Doors and Thresholds

Throughout Summer in the City, doors and thresholds appear repeatedly as physical and symbolic markers of transformation, vulnerability, and emotional transition. Whether it’s the stairwell door Elle disappears behind in Chapter 1, the digital lock she’s locked out of after her night with the girls, or the Gramercy Park gate Parker unlocks for her near the end of their summer, these spaces signal moments where Elle is either stuck between lives or choosing to step into a new one.


When Elle collapses in the hallway outside her apartment in Chapter 14, too embarrassed to knock on Parker’s door, she literally and metaphorically places herself on the threshold—too ashamed to seek comfort but too weary to walk away. It’s only when Parker brings her inside and cares for her, without expectation, that Elle begins to allow herself to be emotionally received.

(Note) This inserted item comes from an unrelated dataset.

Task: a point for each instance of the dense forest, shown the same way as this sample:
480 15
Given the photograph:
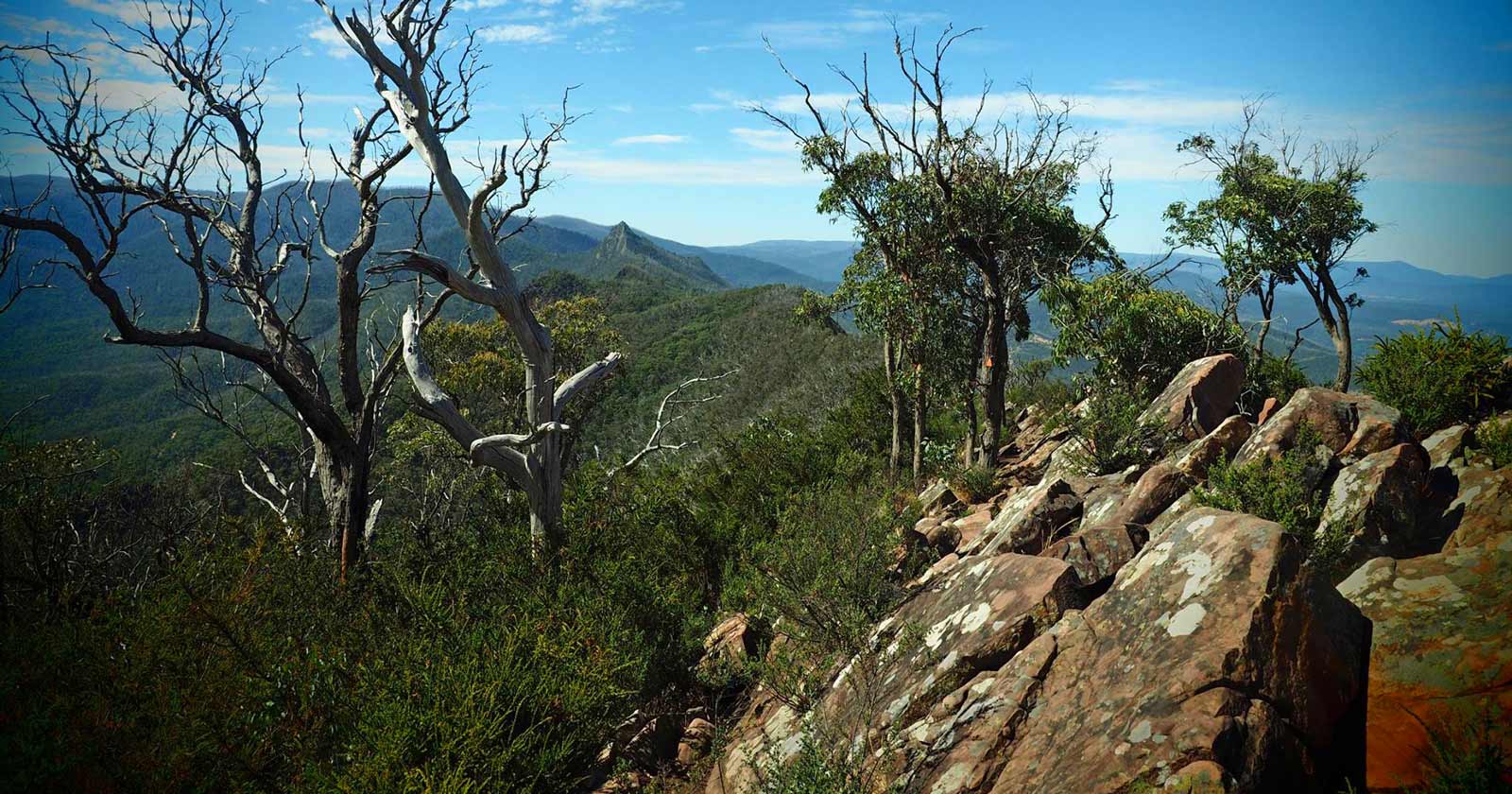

Later, when Parker opens the locked gate to Gramercy Park, it’s a moment of emotional access as well. Elle is granted entry into a private, protected place—mirroring how she’s slowly allowed Parker past her own emotional defenses. The motif culminates in the final chapters when Elle returns to New York, buys the townhouse, and steps inside on her own terms. The house is no longer something offered to her; it is something she walked toward, unlocked, and claimed.


Each door Elle passes through represents a subtle shift in agency, openness, or growth. Some are stumbled through; others are consciously opened. But in all cases, they frame her movement—from passivity to authorship, from guardedness to intimacy, from grief to renewal.